J'ai bien suivi ce qui est appelé «campagne électorale» à l'issue de laquelle vous avez été élus, le 10 mai 2012, une date qui a tenté, en vain, de concurrencer le 1er Novembre 1954. Il était aisé de noter que le système s'est offert le luxe de faire de la pomme de terre un thème important de votre «campagne». Ce féculent a atteint un prix inimaginable durant la «campagne» juste pour la détourner de la Vérité, voire des vérités algériennes.

En effet, l'amnésie a touché tous les Partis et même les Indépendants qui ont participé à cette « campagne ». Personne n'a soulevé la question de la Vérité sur l'assassinat de Mohamed Boudiaf. Pensez-vous être à l'abri de ce qui lui est arrivé ? Pensez-vous que toute la rafale qui a été déchargée dans son dos, ne lui était destinée que pour lui couper le souffle. Non, une seule balle lui aurait suffi. Tout le reste du chargeur -voire des chargeurs- était destiné aux Algériens et Algériennes qui oseraient toucher aux intérêts personnels du système.
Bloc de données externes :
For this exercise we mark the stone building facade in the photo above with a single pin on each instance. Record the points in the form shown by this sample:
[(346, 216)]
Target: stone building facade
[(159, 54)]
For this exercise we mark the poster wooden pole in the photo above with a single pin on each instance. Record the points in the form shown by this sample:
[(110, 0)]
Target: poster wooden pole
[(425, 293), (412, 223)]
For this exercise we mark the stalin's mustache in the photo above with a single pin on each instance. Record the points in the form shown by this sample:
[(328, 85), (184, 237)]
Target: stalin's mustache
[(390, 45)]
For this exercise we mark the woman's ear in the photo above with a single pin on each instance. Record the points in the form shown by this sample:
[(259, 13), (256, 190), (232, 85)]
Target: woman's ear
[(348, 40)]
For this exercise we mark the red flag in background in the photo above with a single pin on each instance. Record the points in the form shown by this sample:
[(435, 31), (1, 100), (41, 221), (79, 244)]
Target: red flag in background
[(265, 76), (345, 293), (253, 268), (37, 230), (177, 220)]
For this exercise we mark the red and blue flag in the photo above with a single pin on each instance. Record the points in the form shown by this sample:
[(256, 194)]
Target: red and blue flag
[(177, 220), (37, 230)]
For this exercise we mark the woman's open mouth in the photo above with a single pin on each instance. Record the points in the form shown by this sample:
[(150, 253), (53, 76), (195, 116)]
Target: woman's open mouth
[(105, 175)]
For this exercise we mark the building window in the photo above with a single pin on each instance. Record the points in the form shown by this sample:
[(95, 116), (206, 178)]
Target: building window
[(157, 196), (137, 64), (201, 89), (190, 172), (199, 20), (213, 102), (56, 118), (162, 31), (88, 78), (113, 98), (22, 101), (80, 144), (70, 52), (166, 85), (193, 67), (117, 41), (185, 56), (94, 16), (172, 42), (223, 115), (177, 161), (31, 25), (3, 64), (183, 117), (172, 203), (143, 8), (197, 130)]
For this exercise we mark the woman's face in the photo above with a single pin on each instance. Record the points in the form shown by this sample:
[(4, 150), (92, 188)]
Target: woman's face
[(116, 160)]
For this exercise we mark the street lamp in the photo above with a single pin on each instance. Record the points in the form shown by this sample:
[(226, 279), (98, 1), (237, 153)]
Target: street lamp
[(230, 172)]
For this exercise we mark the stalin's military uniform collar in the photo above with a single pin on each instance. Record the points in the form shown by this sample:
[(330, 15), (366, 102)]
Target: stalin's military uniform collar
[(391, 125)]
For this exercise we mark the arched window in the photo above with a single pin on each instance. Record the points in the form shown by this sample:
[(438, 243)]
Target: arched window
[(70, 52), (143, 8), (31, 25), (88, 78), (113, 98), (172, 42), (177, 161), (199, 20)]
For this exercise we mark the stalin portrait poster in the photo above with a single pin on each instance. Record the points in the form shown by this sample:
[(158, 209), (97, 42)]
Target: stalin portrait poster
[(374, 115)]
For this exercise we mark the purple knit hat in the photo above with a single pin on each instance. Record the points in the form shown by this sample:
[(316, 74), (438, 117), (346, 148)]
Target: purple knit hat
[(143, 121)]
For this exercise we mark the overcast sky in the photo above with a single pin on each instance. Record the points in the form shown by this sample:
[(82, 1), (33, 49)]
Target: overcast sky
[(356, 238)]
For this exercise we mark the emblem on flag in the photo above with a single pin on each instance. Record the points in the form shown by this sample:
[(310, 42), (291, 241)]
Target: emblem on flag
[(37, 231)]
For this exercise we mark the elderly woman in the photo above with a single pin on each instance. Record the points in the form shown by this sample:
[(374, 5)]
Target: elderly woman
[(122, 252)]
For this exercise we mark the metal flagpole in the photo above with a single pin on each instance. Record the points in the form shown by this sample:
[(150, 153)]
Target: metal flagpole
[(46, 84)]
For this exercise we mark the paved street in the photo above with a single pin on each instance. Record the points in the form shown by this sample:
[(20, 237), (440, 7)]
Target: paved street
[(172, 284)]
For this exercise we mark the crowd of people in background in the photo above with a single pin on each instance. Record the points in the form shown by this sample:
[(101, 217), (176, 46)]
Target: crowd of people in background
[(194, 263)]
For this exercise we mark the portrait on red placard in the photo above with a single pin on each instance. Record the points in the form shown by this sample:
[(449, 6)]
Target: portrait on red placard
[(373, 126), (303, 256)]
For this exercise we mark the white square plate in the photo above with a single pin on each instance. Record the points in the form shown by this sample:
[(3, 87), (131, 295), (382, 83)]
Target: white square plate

Cette lettre ouverte est particulièrement adressée aux élus du FLN et du FFS. Aux élus du FLN, parce que Boudiaf est un des fondateurs du FLN, rédacteur de l'Appel du 1er Novembre 1954, coordonnateur de la «Réunion des 22» et victime de «l'acte isolé» qui aurait été perpétré par un «cadet de la révolution», un triste 29 juin 1992. Elle est également adressée aux élus du FFS, pour entre autres, rappeler à Monsieur Ait Ahmed avec qui il était enchaîné à sa descente de l'avion en octobre 1956.

 Mais cette lettre ouverte est adressée aussi et surtout à la femme députée dont la présence à l'A.P.N. est la double de celle de certaines Assemblées européennes. Je fais appel à la femme, celle qui a soutenu la Révolution du 1er Novembre, celle qui a résisté à l'extrémisme en Algérie des années 1990. Je fais appel à la femme qui a vu en Boudiaf un Homme qui est venu lui apporter l'espoir que les enfants algériens ne connaîtront pas les difficultés vécues par leurs parents.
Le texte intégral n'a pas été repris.